这两种政策,在中国也有两句很有代表性的话。追求公正,就是薄熙来的“把蛋糕分匀了”;追求效 率,就是汪洋的“把蛋糕做大了”。

中国从来就没有一个中产阶级的概念,历史上就是统治阶级和被统治阶级(还有中间作为中介的士大夫)。你政策怎么说,普通老百姓两眼一抹黑,既不是太懂,也没有什么发言权。

但美国一直有一个很庞大的中产阶级,这些人发现慢慢掉到贫困线去了,这个问题就很大。

以前的研究表明,橄榄形的社会结构比较稳定,所以以前的美国社会比较稳定。中产阶级贫困化,贫富差距拉大,社会就不稳定了。

而机器人的大范围应用,只会加剧这种贫富差距。

所以美国现在问题很大。

我正在写这篇文章时,在微信朋友圈看到这篇文章《我们是美国的新贵族》

其英文版《The 9.9 Percent Is the New American Aristocracy》

这篇文章当然比我现在在写的文章要细致深刻,资料也更详尽,有兴趣的可以看看。

里面有一张图,是关于美国财富拥有率比较的,三条曲线,顶层0.1%的财富拥有率,从1930年到2016年,走了一个U字形,底层90%正好相反,到2016年,两者都在20%左右。而中间9.9%基本变化不大,占有55%左右。

我感觉比较触目的不是现在顶层10%占有80%的财富,而是现在这些百分数和1920年代末期非常接近。

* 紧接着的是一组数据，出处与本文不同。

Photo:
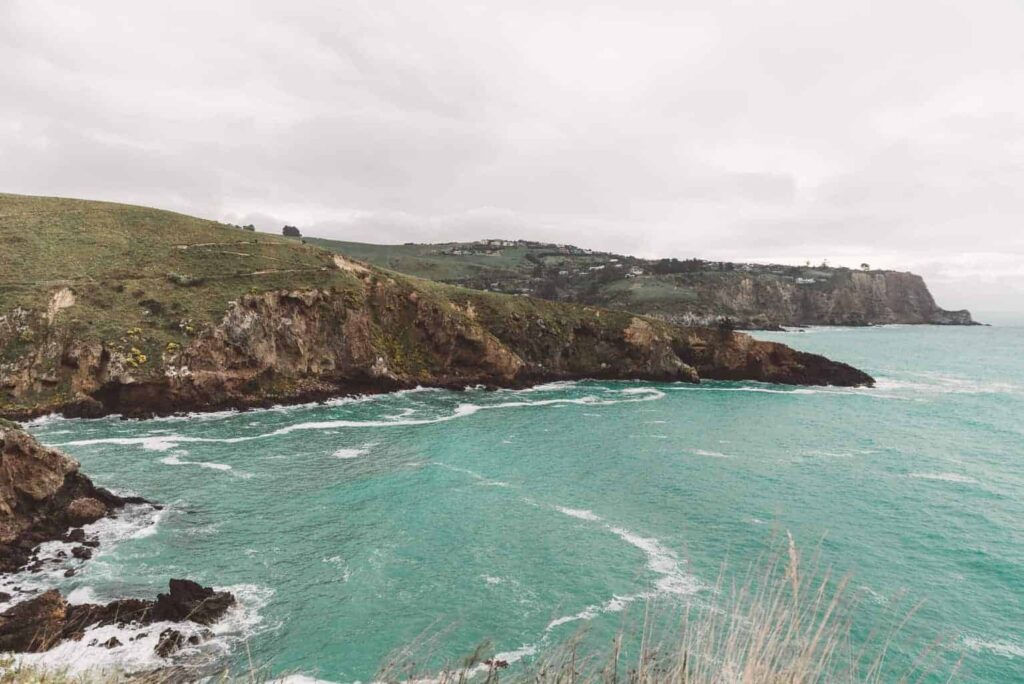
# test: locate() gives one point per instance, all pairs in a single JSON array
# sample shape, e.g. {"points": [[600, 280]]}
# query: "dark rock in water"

于是一个很自然的问题是,光从这组数据来看,大萧条是不是就在眼前了?

(三)

马克思主义的伟大在于揭示了人类历史剥削和被剥削的事实。当然世界历史并没有如马克思所设想的那样,社会主义在经济高度发达的国家首先产生。事实上,社会主义是在相对落后的俄国和中国产生了,而发达国家则成功逃脱了垂死挣扎的宿命。其原因在于,欧洲发达国家根据马克思理论,对资本主义政策作了大量修正。正如《人类简史》作者Harari所说的,预言很多时候不准,并不是因为不对,而是相关者对所预言的“因”做出了调整。

美国主流一直对社会主义视如洪水猛兽。我不知道学术界研究如何,但实践上不成气候。这导致了对资本多有正面研究,但对其掠夺性研究得不透彻。

这个状况或许会很快改变。2016年Bernie Sanders的主张就有比较强烈的社会主义色彩,他的观点在年轻人中有很大支持度。未来几年,这些人长大,或许会成为一种倾向社会主义的力量。

最近有一个亚裔杨安泽出来竞选总统,“主张联邦政府每月给每个18至64岁的美国人发放1000美元的‘自由红利(Freedom Dividend)’,让每个人都能够维持起码的稳定生活。”也算一种社会主义倾向。

现代社会,统治阶层和被统治阶层,至少名义上已经不存在了。比如,西方是民选制度,选出来的并不是统治者,而是管理者。再如中国,那是名义上的人民当家作主。

但是马克思的思想其实并没有过时,如果稍稍改变一下,未见得就不能用。比如这么说:人类历史永远是有知识/有能力/有权势/有财富的少数人挤压另一大批大多数人。

以前是所谓的统治阶级,现在是各类精英们,他们处在金钱和权力的顶层,利用自由经济/金融市场搜刮,利用权力制定有利于精英们的各种政策。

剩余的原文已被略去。